Garbage in, garbage out. In this age of big and unstructured data analytics, good data preparation is a must to avoid risking invalid results or being blocked from analyses of benefit to your business. You may also need to dedicate up to 80% of the time of a data analysis initiative to preparing data properly. So, to optimize results, follow the six steps below.
Step 1 – Understand the Business Needs
Ask! Get the ultimate beneficiaries of your data preparation to tell you what business insights or knowledge they want from the data available. Check that enterprise goals translate into appropriate business questions and key performance indicators (KPIs), which can then be mapped onto the data and analytics to be used. Don’t get sucked into a “proof of concept” project without a valid, useful business benefit.

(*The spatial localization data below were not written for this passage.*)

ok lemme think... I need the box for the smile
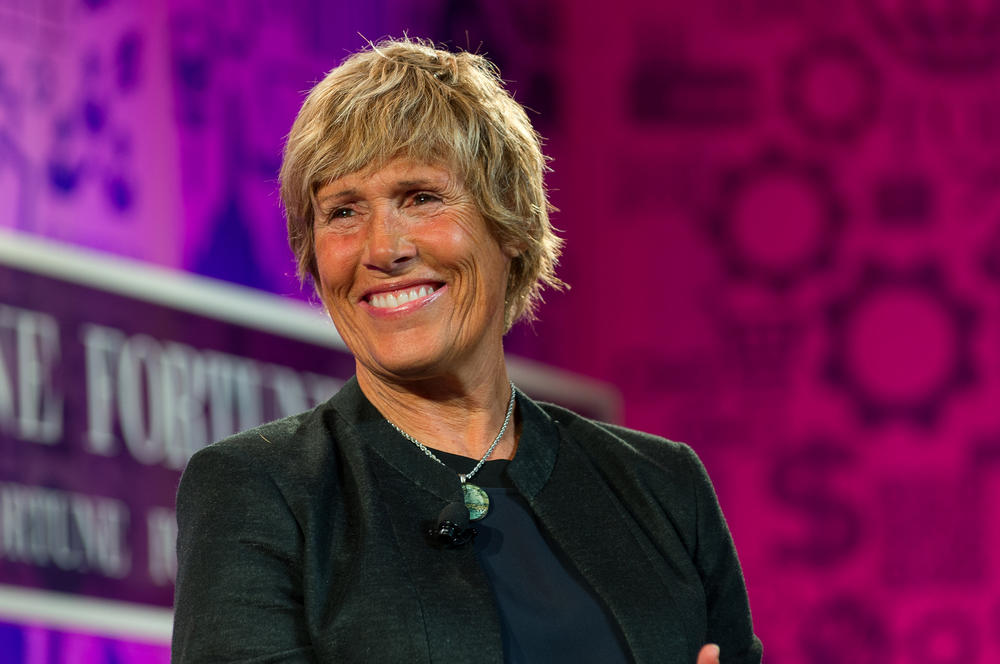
[368,284,440,309]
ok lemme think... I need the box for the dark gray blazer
[172,378,762,663]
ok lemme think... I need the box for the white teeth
[370,285,436,309]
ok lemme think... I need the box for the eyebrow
[316,179,444,205]
[396,179,438,188]
[316,188,358,205]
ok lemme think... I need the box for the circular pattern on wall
[826,262,977,428]
[783,37,881,142]
[905,609,979,664]
[708,148,845,290]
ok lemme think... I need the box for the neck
[356,355,519,460]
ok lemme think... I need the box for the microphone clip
[427,501,478,548]
[427,520,478,548]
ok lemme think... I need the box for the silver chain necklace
[386,381,515,521]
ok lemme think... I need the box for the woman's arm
[684,446,763,664]
[172,443,316,663]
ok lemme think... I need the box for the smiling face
[313,158,515,385]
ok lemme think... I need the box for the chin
[363,349,453,381]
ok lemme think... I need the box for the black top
[433,451,630,663]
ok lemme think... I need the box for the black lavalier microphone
[427,502,477,548]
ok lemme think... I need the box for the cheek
[429,219,504,267]
[420,223,467,256]
[314,236,358,290]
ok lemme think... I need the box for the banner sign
[0,229,620,619]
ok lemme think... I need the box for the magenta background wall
[3,0,1000,662]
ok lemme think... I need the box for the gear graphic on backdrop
[783,37,881,143]
[708,147,845,290]
[826,262,976,429]
[863,0,1000,75]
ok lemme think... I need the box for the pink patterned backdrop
[3,0,1000,662]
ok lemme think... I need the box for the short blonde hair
[279,37,564,327]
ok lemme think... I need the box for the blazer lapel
[325,378,506,663]
[508,397,704,663]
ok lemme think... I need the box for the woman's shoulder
[210,406,324,454]
[181,400,339,495]
[535,400,699,471]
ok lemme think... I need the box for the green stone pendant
[463,482,490,521]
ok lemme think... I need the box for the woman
[171,38,762,664]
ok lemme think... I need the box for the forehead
[315,157,461,199]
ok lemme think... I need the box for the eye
[412,192,441,205]
[328,207,355,219]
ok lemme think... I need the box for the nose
[362,205,416,272]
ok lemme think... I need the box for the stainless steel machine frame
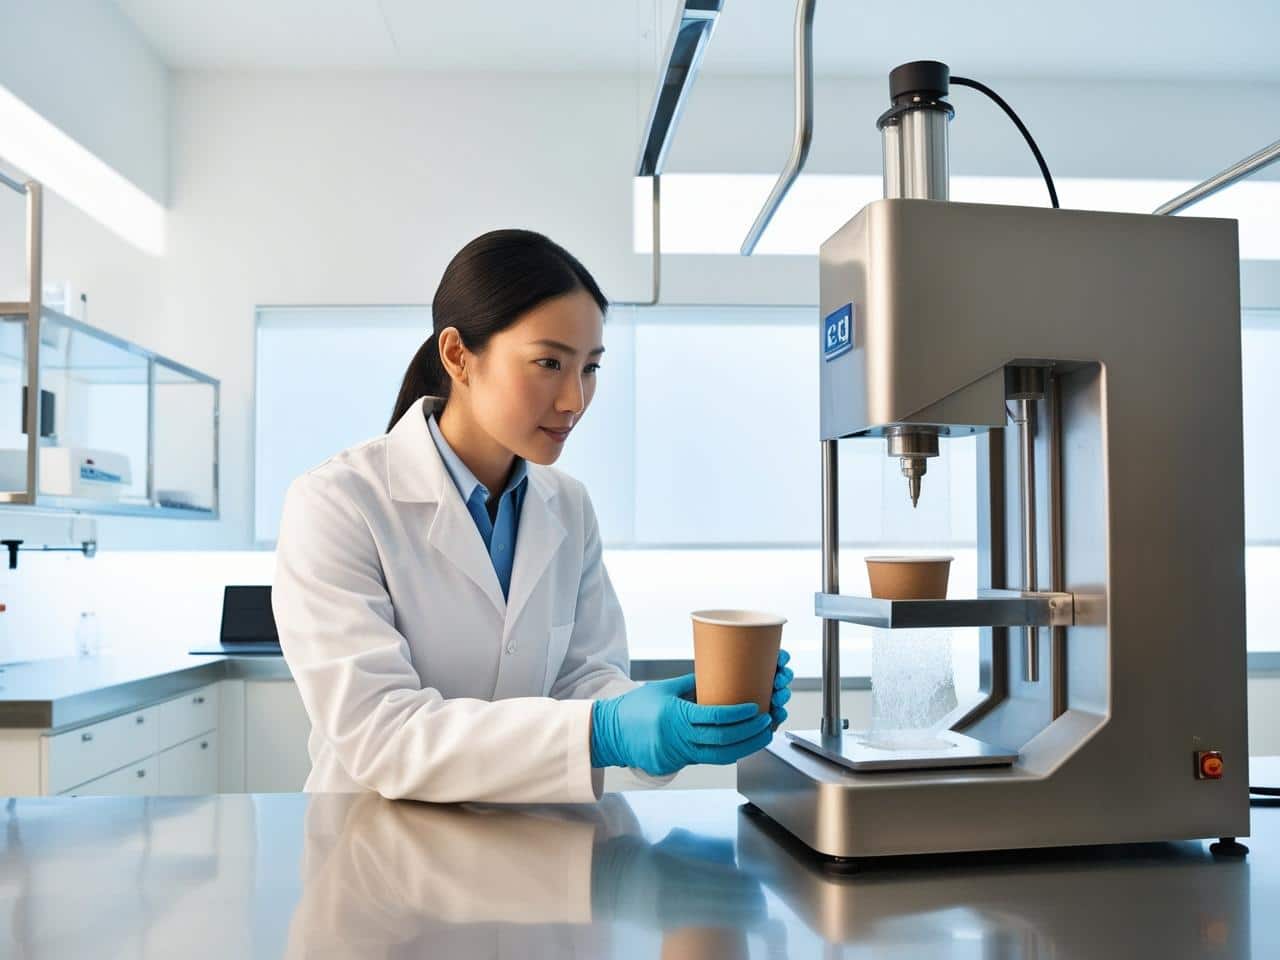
[738,196,1250,857]
[733,30,1251,857]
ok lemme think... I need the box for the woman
[273,229,793,803]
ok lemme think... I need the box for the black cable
[951,76,1059,209]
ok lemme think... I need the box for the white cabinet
[244,681,311,793]
[12,681,222,798]
[157,732,219,795]
[157,684,219,748]
[61,756,158,796]
[43,705,161,795]
[0,670,315,798]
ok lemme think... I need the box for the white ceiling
[115,0,1280,82]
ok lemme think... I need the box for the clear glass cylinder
[865,626,957,750]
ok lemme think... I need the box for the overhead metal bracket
[1153,137,1280,215]
[635,0,723,178]
[740,0,816,254]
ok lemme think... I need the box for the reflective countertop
[3,773,1278,959]
[0,653,291,729]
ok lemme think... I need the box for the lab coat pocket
[544,621,576,695]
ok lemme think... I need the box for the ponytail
[386,229,608,431]
[386,332,449,430]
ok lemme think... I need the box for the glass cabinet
[1,177,218,519]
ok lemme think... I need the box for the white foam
[869,628,958,748]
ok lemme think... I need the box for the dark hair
[387,229,608,430]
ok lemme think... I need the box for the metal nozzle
[887,427,940,508]
[901,457,926,508]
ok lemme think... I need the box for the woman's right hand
[589,674,773,777]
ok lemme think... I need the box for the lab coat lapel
[427,494,507,616]
[387,398,506,616]
[504,470,565,630]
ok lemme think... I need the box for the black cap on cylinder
[888,60,950,104]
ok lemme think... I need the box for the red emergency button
[1197,751,1224,780]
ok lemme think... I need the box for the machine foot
[1209,837,1249,858]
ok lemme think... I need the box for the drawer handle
[81,732,94,743]
[135,715,145,725]
[193,696,205,705]
[136,769,146,779]
[200,741,209,750]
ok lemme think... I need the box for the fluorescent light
[636,173,1280,260]
[0,84,165,256]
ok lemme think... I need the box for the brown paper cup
[865,556,953,600]
[661,927,749,960]
[690,609,786,715]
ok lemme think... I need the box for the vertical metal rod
[649,175,661,305]
[146,359,156,505]
[820,438,842,735]
[212,380,221,517]
[1048,374,1066,716]
[1015,397,1039,682]
[613,174,661,307]
[24,182,44,504]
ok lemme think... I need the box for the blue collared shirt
[427,413,528,599]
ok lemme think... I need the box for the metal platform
[814,588,1074,629]
[787,728,1018,772]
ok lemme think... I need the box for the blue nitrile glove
[590,674,773,777]
[771,648,794,731]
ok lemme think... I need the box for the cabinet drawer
[157,683,219,750]
[157,732,219,796]
[60,756,158,796]
[44,706,161,795]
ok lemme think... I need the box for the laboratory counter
[0,652,697,730]
[2,768,1277,958]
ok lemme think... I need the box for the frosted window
[255,308,429,542]
[630,308,972,545]
[254,305,637,544]
[632,312,817,543]
[1244,312,1280,543]
[255,304,982,547]
[544,309,636,542]
[254,304,1278,659]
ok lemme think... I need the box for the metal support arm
[740,0,816,255]
[1153,137,1280,215]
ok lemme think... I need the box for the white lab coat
[273,396,644,803]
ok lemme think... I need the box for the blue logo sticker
[823,303,853,360]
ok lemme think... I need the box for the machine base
[737,731,1250,859]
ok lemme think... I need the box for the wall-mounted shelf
[814,588,1075,629]
[1,177,219,520]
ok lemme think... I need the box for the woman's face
[463,288,605,465]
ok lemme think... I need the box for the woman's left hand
[770,648,794,730]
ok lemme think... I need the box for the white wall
[0,0,170,202]
[2,67,1280,688]
[146,70,1280,550]
[4,68,1280,554]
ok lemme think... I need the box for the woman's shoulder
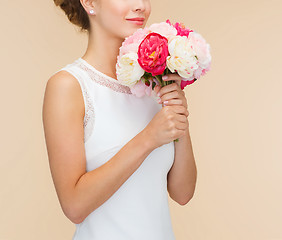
[43,69,85,126]
[43,59,96,143]
[47,69,83,97]
[47,57,85,92]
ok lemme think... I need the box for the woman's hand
[154,73,188,109]
[153,73,190,138]
[143,105,189,148]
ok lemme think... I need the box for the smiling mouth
[126,19,144,25]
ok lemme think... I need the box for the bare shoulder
[44,70,85,113]
[42,70,85,138]
[42,70,86,219]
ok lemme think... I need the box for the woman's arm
[167,128,197,205]
[154,75,197,205]
[42,71,155,224]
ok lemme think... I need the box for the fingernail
[157,92,160,97]
[162,76,168,80]
[164,100,168,104]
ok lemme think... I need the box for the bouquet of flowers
[116,19,212,97]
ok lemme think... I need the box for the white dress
[54,57,176,240]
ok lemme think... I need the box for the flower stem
[155,75,164,87]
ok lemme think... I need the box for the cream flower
[116,52,145,86]
[166,35,198,79]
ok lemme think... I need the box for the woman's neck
[82,28,124,80]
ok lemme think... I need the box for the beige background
[1,0,281,239]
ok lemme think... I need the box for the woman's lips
[126,19,144,25]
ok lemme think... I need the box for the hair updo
[53,0,90,33]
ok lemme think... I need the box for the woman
[42,0,197,239]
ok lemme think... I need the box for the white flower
[166,35,198,79]
[188,31,211,69]
[116,52,145,86]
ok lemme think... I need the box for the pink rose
[166,19,193,38]
[148,21,177,38]
[137,32,169,76]
[119,28,150,56]
[180,79,196,90]
[130,77,159,97]
[130,80,147,97]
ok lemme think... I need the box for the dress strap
[57,64,95,143]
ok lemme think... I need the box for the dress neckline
[75,57,132,94]
[77,57,119,83]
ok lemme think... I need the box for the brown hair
[53,0,90,33]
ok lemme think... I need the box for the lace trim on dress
[76,58,132,95]
[82,87,95,143]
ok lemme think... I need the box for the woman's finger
[158,83,180,97]
[162,73,182,86]
[162,99,183,106]
[168,105,189,117]
[160,91,179,103]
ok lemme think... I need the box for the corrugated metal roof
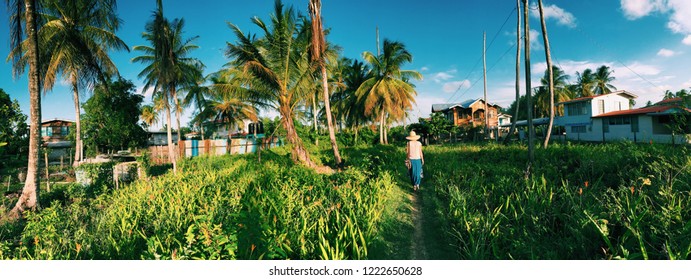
[431,98,499,112]
[558,90,638,105]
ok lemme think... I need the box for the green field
[1,141,690,260]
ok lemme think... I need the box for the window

Step 2 – Get to Know the Data
Understand where the data is to be accessed, and whether it falls into the category of simple, diversified, big or complex data. These categories are determined by the overall volume of data and the number of tables. The data you need may be in Excel files, in a data warehouse, or in a CRM system. You’ll need the right credentials to access the data, and the right software and hardware resources to process it.
Step 3: Wrangle, Munge, and Mash Up
Time to take out the garbage. Identify or amend your data sources to ensure they are complete, accurate, and current. Determine if you must change the data, whether in terms of formats or statistically (handling outliers, dealing with non-standard distributions). If manual transformation is impractical (as in “Death by a Thousand Spreadsheets”), automated transformation via a specialized application is another option.
Step 4: Build Good Relationships
Business users constantly need to make new queries to help them react to changes in business markets and strategies. Suitable relationships between data sources must therefore be defined. This may mean joining tables in different ways, or making summary tables to maintain flexibility for ad hoc queries from users, while keeping dataset relationships manageable.
Step 5: Load and Reload Data
Depending on your needs and choices, the target for loading may range from a single flat file to a data warehouse with fact and dimension tables. You may also choose to overwrite existing loaded data, or maintain a fixed window (the last 12 months, for instance) of loaded data. These choices will also depend on available hardware and software resources for analyzing large datasets.
Step 6: Check
Check your data preparation. After loading, ensure your data preparation activities are leading to sensible results: run test calculations to make sure you get the results consistent with existing metrics. And always, check you are keeping close to the business requirements driving the project.
All Done? Not Quite…
The six steps above form a cycle you are likely to go through more than once, as markets, needs, and data sources change. So, “set it and forget it” is unlikely to apply here. But looking on the bright side, data preparation requirements could also mean you’ll never be out of a job!